20 octobre 2021 Admin

Santé : au secours, le « monde d’avant » est de retour !

Opinion / Par Nicolas Boudeville (Président du groupe de pôles de santé Sagéo)

Publié le 20 oct. 2021

Le budget de la « Sécu » pour 2022 fait renouer notre système de santé avec ses problèmes endémiques, déplore le président de Sagéo, dans une tribune. Selon lui, il faudrait amplifier les mesures qui avaient été décidées avant la pandémie. Explications.


Une salle d’attente du service d’urgence de l’hôpital Trousseau de Tours. (Guillaume Souvant/AFP)

Par Nicolas Boudeville (président du groupe de maisons de santé Sagéo)
Publié le 20 oct. 2021

Alors que le recul actuel du Covid-19 fait déjà dire à certains experts que la pandémie est peut-être derrière nous, le projet de loi de financement de la Sécurité sociale (PLFSS) pour 2022 fait renouer notre système de santé avec ses problèmes endémiques.

Des récentes grèves de SOS Médecins aux déserts médicaux en passant par le partage du risque ou la coordination des professionnels, les défis de l’offre de soins demeurent. Parmi ceux-là, trois enjeux majeurs appellent à poursuivre les réformes engagées avant les confinements de 2020.

  • Les patients

Le premier d’entre eux concerne les patients, qui continuent de subir le recul de la médecine de ville (baisse de 7 % du nombre de généralistes entre 2012 et 2021). Comme les campagnes, la désertification médicale frappe les villes, où la hausse des loyers et les départs en retraite de nombreux professionnels augmentent les délais de rendez-vous.

Cette situation créée des inégalités au point que 5 millions de Français n’ont pas de médecin traitant, en particulier à la périphérie des métropoles où le manque de praticiens en secteur 1 est criant.

S’ils entendent être mieux suivis, les patients souhaitent aussi devenir de véritables acteurs de leur parcours de soins. L’automédication (8 Français sur 10 y ont recours), l’essor de la santé numérique (350.000 applications), l’émergence des associations de malades, le recours croissant au « deuxième avis » médical et la volonté d’évaluer les professionnels confèrent aux patients un rôle bien plus actif.

  • Les patriciens

Le deuxième défi concerne les praticiens, dont la mutation générationnelle doit être mieux adressée. Malgré les efforts fournis par l’Assurance-maladie et les collectivités locales, les jeunes médecins n’expriment pas seulement des motivations financières.

Sur les conditions d’exercice, ils privilégient le salariat et veulent être déchargés du fardeau juridique et administratif, sont rebutés par l’illisibilité des dispositifs de coordination professionnelle, rejettent les journées à rallonge et préservent leurs congés.
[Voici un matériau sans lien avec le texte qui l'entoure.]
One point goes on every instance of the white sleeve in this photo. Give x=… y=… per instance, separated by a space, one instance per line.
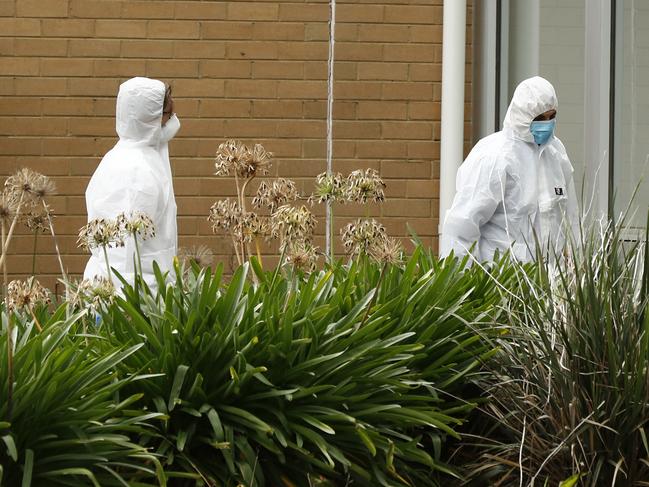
x=480 y=189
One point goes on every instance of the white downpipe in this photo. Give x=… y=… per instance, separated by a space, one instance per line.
x=452 y=144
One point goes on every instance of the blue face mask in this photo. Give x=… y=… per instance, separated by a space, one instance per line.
x=542 y=130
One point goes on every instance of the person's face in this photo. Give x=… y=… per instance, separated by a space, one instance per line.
x=545 y=116
x=168 y=107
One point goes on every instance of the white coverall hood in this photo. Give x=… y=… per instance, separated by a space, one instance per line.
x=532 y=97
x=135 y=176
x=512 y=192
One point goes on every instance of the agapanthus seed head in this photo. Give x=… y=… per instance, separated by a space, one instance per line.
x=360 y=236
x=386 y=251
x=37 y=222
x=136 y=224
x=100 y=233
x=302 y=255
x=365 y=185
x=275 y=194
x=8 y=206
x=329 y=187
x=21 y=183
x=224 y=214
x=201 y=255
x=232 y=155
x=26 y=294
x=289 y=223
x=94 y=292
x=43 y=187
Sur leur approche métier, ils utilisent pleinement les outils numériques pour gagner du temps de dialogue avec leurs patients. Face aux besoins de la société (ex : santé mentale), ils promeuvent la pluridisciplinarité et le lien avec les paramédicaux (kinésithérapeutes, psychologues, nutritionnistes, infirmiers, sages-femmes…), dont les tâches sont élargies et le rôle mieux reconnu.

  • L’hôpital

Le troisième enjeu de notre système de soins : l’hôpital. Nous ne revenons pas au modèle du tout curatif qui finit par saturer les plateaux techniques tout en augmentant leur coût et néglige des soins de proximité pourtant vitaux aujourd’hui.

Le vieillissement de la population française appelle à miser sur le dépistage primaire, dont la qualité ne cesse de progresser grâce à l’intelligence artificielle et aux technologies. A ce propos, l’explosion des téléconsultations prouve que la société a adopté ces outils sans remplacer pour autant le praticien, en particulier dans son rôle de conseil. Cette dimension numérique du parcours de soins va enfin mieux relier le médecin traitant au chirurgien hospitalier, au psychiatre et au pharmacien, afin de suivre l’observance des traitements.

Il revient maintenant à l’Assurance-maladie de réussir le lancement de l’espace numérique de santé, en retenant les leçons du dossier médical partagé et en assurant une coordination avec les plateformes tierces.

Renforcer l’évaluation et la satisfaction patient, intégrer les nouvelles aspirations des professionnels, amplifier la déshospitalisation des urgences non vitales tout en reliant les professionnels grâce à un véritable carnet de santé numérique, simplifier la coordination, faciliter l’expérimentation locale et l’innovation… Autant d’initiatives qui avaient été prises avant la crise épidémique, qu’il convient d’amplifier sans attendre.

Nicolas Boudeville est président du groupe de pôles de santé Sagéo.